Bond markets, not the oil price, have been the dominant driver of the loonie's value in recent years but the Brexit result has, for the time being, broken the relationship. Global markets were blindsided by the U.K. referendum outcome and the divergence between bond yields and the loonie could be temporary. It's also possible, however, that a new risk-off era has begun and the loonie is poised to weaken.
The two-year spread – the difference in yield between the Canadian and U.S. two-year bond yields – has been more closely tied with the value of the loonie in recent years. As the yield on Canadian bonds dropped below their Treasury counterparts, the loonie weakened. Foreign and Canadian investors were motivated to divert assets from Canadian fixed-income markets toward U.S. markets in order to increase income.
The chart below shows how well this has worked. The orange line is the simply the yield on the Canadian two-year minus the yield on the two-year U.S. bond. The changes in this value mirror the path of the loonie (grey line) almost exactly.
The pattern changed on Friday. U.S. bonds rallied as investors dove for cover from post-Brexit equity risk, taking Treasury yields lower. Canadian bonds, meanwhile, were largely unchanged and spreads tightened. Under normal circumstances, the Canadian dollar would have rallied as domestic yields improved relative to American yields. Instead, the loonie fell and a sharp divergence appears at the end of the chart.
Canada is a proudly G7 nation but globally, the loonie is historically viewed as a risk currency because of the high equity-market weighting in volatile resource stocks. More recently, fears surrounding overheated housing markets, and the economy's sensitivity to disappointing U.S. growth have foreign investors even more concerned about the loonie.
It's early days in the post-Brexit era and normally I wouldn't make so much out of a reflexive, one-day move in markets after a major event. However, there are reports that the RBC morning conference call for brokers highlighted a warning from the markets that sellers of Canadian bonds among the bank's institutional clients outnumbered buyers by a 10-to-one margin in the early hours of Friday.
Later Friday, RBC chief economist Craig Wright wrote, "A return to risk aversion in financial markets is expected to put downward pressure on oil prices, government bond yields, and the Canadian dollar [relative to the greenback]."
The loonie fell against the greenback Friday despite the fact that, with Treasury yields falling closer to Canadian levels, the Canadian dollar would normally rise. This suggests investor risk aversion.
Nervous foreign investors are likely to require a bigger pick-up in yields before buying domestic bonds instead of U.S. dollar issues.

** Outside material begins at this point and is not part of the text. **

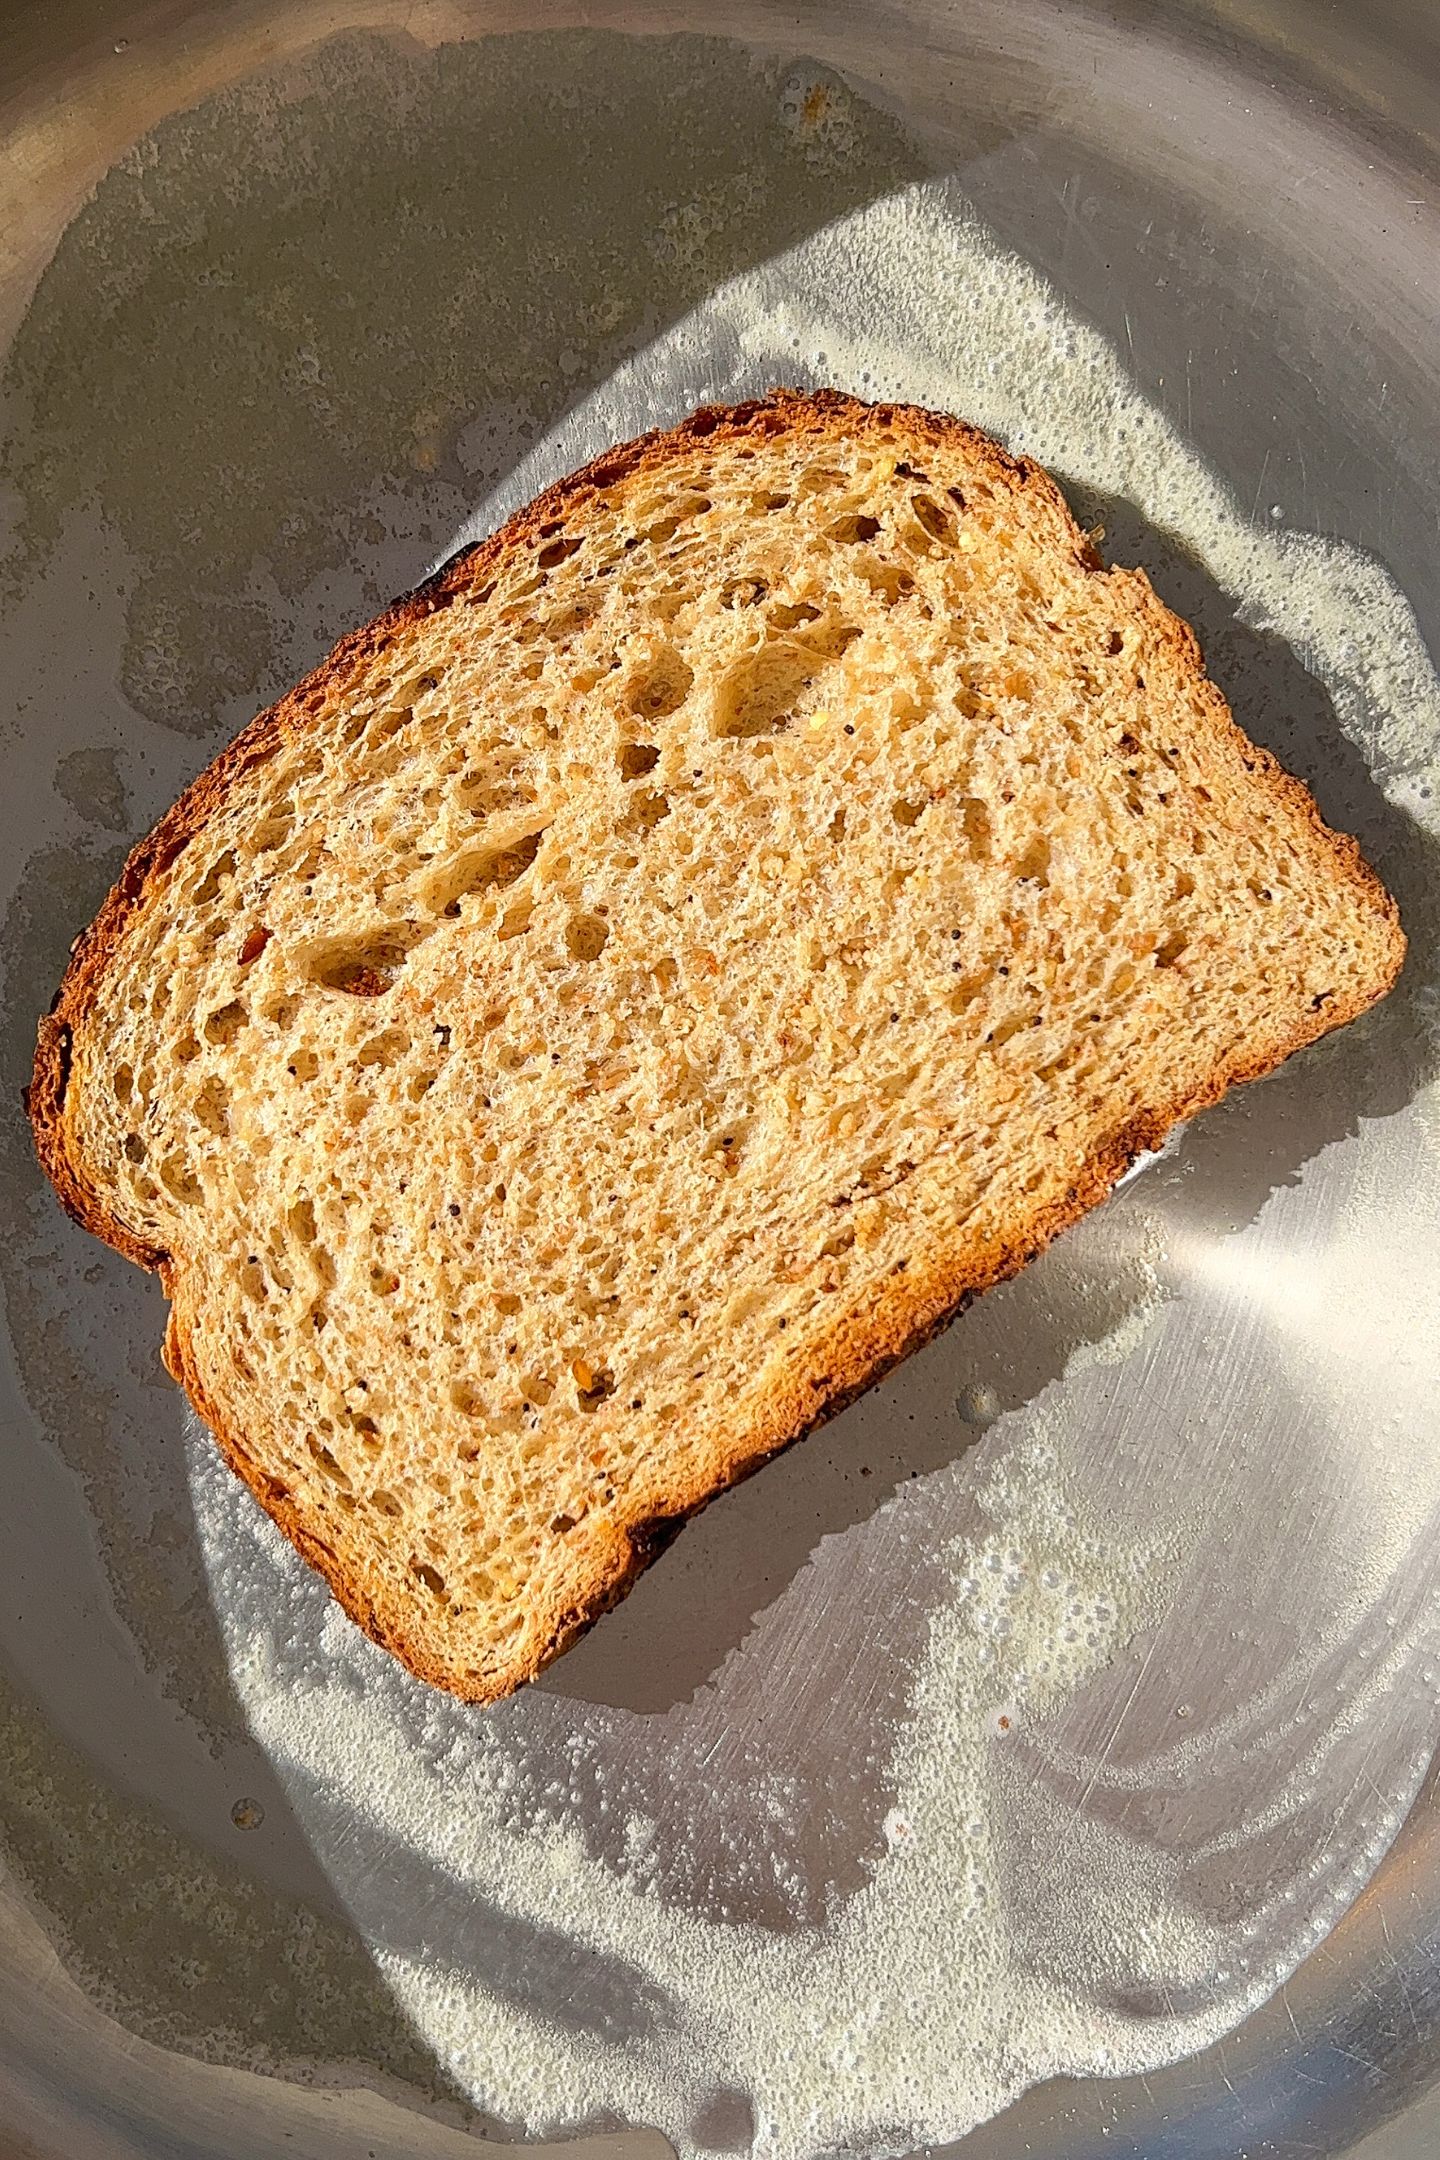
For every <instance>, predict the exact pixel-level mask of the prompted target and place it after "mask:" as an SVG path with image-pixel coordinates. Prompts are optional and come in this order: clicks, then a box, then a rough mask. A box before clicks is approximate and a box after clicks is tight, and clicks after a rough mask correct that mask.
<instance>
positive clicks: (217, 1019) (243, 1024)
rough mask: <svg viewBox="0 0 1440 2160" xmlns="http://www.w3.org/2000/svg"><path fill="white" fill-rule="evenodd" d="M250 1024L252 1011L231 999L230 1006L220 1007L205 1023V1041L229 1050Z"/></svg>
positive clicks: (237, 1001) (222, 1004)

Despite the current Canadian economic slowdown, lower foreign demand for Canadian bonds could create upward market pressure on domestic interest rates – the last thing a weak economy needs.
Again, the U.K.'s decision to leave the European Union is new and shocking, and it will take time for markets to digest the implications. The initial reaction to these kind of events is often exaggerated and it would be a mistake to extrapolate Friday's market action too far. Nonetheless, it does seem safe to say that the loonie will be weaker until global market volatility subsides.